The three types of accounts
First, let's clarify the three buckets where you might hold investments:
- •No contribution limits
- •Pay taxes on dividends yearly
- •Pay capital gains when you sell
- •Most flexible — access anytime
- •Contributions reduce taxes now
- •No taxes while invested
- •Pay income tax on withdrawals
- •Penalties before age 59½
- •No tax break on contributions
- •No taxes while invested
- •Withdrawals are 100% tax-free
- •Contributions accessible anytime
The magic happens when you match the *right investments* with the *right account type* based on how each investment is taxed.
The tax-efficient location strategy
Here's the framework: Put the investments that generate the most taxes in the accounts with the best tax treatment. Put the investments with favorable tax treatment in taxable accounts.
What goes where
- Tax-Deferred Accounts (401k, Trad IRA): Bonds, REITs, actively managed funds, high-dividend stocks
- Tax-Free Accounts (Roth IRA/401k): High-growth stocks, small-cap funds, international stocks
- Taxable Accounts: Total market index funds, tax-efficient ETFs, stocks you'll hold long-term
Why? Bonds and REITs throw off income every year that's taxed at your ordinary income rate (up to 37%). That's painful in a taxable account, but harmless in a 401(k) where it grows tax-deferred. Meanwhile, low-turnover index funds rarely distribute capital gains, so they're fine in taxable accounts where you can benefit from long-term capital gains rates (0%, 15%, or 20%).
Real example with numbers
Meet Alex. They have $100,000 to invest, split across three accounts:
• $40,000 in a taxable brokerage • $40,000 in a traditional 401(k) • $20,000 in a Roth IRA
Alex wants a 60/40 stocks/bonds allocation. They plan to hold $60,000 in stock index funds and $40,000 in bond funds.

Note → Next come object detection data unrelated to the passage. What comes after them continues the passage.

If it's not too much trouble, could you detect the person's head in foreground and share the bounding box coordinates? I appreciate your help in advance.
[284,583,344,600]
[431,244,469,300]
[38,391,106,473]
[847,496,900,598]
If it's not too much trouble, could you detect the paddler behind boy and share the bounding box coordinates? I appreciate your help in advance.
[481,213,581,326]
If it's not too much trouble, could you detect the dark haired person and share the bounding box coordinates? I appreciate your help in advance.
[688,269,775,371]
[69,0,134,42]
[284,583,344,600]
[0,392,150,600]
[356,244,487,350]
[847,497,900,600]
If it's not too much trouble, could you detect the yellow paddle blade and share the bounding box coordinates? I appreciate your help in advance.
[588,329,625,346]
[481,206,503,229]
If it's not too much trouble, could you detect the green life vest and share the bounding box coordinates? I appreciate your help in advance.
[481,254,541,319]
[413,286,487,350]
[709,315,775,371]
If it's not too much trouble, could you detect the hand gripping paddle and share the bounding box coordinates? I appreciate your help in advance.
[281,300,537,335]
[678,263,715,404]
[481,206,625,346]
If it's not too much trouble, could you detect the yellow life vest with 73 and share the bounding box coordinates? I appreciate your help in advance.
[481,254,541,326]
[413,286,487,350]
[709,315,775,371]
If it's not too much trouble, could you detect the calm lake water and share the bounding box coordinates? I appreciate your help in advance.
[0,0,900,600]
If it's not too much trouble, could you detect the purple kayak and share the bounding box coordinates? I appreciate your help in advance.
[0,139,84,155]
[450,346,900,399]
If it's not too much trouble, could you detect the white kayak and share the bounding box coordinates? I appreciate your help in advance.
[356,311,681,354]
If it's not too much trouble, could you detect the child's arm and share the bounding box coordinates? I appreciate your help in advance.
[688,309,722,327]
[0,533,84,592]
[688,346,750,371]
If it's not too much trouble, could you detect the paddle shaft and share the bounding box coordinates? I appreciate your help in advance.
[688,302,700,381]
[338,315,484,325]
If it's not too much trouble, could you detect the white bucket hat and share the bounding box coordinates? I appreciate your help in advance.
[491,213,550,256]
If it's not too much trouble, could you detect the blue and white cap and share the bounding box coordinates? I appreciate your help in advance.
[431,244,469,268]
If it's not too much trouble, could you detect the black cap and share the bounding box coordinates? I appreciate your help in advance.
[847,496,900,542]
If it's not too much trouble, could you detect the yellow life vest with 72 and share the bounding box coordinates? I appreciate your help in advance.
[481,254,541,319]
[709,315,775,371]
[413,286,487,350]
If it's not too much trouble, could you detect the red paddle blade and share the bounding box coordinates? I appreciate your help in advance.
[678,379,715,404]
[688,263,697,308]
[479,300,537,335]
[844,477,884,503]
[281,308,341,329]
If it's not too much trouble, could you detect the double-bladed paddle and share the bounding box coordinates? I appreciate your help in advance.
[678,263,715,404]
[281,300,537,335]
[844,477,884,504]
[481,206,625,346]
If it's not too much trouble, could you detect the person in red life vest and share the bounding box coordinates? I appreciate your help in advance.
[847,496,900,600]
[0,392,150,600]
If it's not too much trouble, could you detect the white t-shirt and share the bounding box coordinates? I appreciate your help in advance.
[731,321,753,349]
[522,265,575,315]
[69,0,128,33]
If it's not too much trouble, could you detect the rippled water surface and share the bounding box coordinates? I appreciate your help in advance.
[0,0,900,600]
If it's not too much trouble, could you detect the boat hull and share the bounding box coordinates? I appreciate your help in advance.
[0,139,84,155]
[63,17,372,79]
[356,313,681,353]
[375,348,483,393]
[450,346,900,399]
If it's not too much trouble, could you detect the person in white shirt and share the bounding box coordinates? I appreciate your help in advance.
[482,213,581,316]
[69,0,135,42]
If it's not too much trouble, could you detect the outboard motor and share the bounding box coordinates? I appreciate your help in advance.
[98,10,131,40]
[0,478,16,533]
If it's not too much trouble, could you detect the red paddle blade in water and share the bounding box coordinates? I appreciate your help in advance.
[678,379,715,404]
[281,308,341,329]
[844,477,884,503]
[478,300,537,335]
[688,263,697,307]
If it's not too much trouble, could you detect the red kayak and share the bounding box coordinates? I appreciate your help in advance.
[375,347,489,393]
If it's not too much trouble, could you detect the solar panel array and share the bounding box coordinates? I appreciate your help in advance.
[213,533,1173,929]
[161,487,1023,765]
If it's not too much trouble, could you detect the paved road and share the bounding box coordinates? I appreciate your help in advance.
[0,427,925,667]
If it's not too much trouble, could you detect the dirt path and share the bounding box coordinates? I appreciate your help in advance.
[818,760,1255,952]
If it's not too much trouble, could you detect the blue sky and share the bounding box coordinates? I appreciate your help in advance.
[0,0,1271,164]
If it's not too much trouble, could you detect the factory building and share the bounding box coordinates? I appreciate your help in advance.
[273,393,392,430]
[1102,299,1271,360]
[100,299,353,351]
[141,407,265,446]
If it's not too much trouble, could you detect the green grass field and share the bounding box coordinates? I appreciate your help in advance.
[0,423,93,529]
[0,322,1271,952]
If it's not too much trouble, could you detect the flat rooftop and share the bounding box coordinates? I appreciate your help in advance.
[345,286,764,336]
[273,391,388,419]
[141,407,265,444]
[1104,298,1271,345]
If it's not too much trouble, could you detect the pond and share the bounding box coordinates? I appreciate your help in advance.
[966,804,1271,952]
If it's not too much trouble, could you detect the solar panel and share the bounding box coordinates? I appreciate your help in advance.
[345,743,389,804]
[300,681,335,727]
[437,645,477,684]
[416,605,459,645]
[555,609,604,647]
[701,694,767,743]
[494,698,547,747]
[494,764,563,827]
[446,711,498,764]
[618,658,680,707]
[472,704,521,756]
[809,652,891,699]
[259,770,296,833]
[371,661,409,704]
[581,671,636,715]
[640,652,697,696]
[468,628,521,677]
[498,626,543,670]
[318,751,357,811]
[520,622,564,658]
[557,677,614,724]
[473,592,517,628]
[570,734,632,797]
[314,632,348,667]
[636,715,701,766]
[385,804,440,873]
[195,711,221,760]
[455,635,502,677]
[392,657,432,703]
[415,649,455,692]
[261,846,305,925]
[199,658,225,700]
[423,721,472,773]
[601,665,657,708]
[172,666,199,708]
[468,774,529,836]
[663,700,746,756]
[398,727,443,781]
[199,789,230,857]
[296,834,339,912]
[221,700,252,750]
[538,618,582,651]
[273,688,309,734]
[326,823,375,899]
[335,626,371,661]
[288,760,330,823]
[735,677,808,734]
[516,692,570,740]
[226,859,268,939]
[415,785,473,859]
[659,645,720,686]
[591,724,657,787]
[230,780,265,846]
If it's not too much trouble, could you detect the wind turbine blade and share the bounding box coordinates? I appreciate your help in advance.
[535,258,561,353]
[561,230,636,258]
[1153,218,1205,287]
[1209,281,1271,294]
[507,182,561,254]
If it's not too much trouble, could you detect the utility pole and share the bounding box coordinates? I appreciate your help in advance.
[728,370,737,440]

- •Spread 60/40 evenly across all accounts
- •Bond interest taxed in taxable account
- •Costs ~$800/year in unnecessary taxes
- •Over 30 years: ~$80,000 lost
- •Bonds → 401(k) ($40k)
- •Stocks → Taxable ($40k) + Roth ($20k)
- •Same allocation, optimized location
- •Saves ~$800/year = $80k over 30 years
Same portfolio. Same risk. Same expected returns. Just smarter placement. That's the power of tax-efficient asset location.
Special considerations
Two investments deserve extra attention:
International stocks: These often have foreign taxes withheld. In a taxable account, you can claim the foreign tax credit to recover those taxes. In a 401(k) or IRA, you can't. So international stocks slightly favor taxable accounts, but this is a minor factor — don't let it override the bigger picture.

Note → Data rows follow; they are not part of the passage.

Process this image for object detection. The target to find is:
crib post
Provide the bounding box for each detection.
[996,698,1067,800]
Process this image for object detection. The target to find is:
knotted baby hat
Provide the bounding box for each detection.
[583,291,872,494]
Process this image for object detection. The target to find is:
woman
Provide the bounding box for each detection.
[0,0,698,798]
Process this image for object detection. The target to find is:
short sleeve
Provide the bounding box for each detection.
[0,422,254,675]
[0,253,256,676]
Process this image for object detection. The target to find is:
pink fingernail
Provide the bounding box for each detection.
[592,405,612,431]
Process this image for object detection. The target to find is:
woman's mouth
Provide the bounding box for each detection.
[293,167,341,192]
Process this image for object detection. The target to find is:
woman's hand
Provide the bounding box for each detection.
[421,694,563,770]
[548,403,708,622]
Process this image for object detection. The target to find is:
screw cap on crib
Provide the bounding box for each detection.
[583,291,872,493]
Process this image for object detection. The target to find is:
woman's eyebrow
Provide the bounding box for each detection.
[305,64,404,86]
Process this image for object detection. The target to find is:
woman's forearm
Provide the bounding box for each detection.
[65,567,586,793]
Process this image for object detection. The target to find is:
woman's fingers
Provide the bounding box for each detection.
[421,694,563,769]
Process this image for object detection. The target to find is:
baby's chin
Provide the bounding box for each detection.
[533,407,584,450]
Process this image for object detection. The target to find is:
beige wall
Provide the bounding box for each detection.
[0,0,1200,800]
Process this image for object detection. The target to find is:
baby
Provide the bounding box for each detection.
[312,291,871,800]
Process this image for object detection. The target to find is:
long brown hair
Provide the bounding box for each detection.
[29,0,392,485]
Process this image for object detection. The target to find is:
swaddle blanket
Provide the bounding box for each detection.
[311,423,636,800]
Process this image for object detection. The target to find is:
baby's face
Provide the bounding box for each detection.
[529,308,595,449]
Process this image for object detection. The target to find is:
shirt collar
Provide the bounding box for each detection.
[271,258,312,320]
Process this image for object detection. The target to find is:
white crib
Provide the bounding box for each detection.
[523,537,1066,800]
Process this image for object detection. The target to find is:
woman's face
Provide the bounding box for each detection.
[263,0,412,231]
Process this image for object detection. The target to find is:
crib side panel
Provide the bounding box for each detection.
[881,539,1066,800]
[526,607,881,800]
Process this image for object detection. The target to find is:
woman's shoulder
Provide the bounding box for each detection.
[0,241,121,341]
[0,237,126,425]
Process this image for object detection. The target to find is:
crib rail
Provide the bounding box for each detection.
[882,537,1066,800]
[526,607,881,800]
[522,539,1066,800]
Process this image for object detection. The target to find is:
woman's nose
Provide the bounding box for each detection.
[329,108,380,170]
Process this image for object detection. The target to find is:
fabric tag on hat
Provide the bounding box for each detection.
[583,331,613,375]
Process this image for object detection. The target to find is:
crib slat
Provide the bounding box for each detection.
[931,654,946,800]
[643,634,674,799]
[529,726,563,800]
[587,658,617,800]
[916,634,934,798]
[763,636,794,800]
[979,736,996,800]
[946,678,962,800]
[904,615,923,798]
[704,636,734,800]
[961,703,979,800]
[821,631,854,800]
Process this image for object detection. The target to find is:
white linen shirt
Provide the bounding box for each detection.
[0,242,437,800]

REITs (Real Estate Investment Trusts): These are required to distribute 90% of income to shareholders, and that income is taxed at ordinary rates (not the lower capital gains rates). REITs belong in tax-deferred accounts if possible. If you must hold them in taxable accounts, keep the allocation small.
What if you can't optimize everything?
Most people don't have perfect control over every account. Maybe your 401(k) has limited fund options. Maybe your Roth IRA is small. That's okay.
Priority order
- First: Max out your tax-advantaged accounts (401k, IRA) — the tax benefits matter more than perfect location
- Second: Put the "worst" investments (bonds, REITs) in tax-deferred accounts
- Third: Put tax-efficient funds (total market ETFs) in taxable accounts
- Fourth: Don't let perfect be the enemy of good — any investing beats no investing
If you're just starting out, focus on contributing consistently and choosing low-cost index funds. As your accounts grow, you can optimize location. It's not worth stressing over $50 in annual tax savings when you're building your first $10,000.
Key takeaways
Remember these points
- Tax-inefficient investments (bonds, REITs) → Tax-deferred accounts (401k, Trad IRA)
- High-growth investments → Roth accounts (tax-free growth compounds faster)
- Tax-efficient index funds → Taxable accounts (low distributions, favorable rates)
- Don't let location override contribution limits — max those out first
- As your portfolio grows, periodically rebalance across accounts for optimal tax efficiency
Tax-efficient investing isn't about complicated strategies or risky moves. It's just being thoughtful about where you park your money. The investments don't change. The risk doesn't change. But the tax bill absolutely does — and over decades, those savings compound into serious wealth.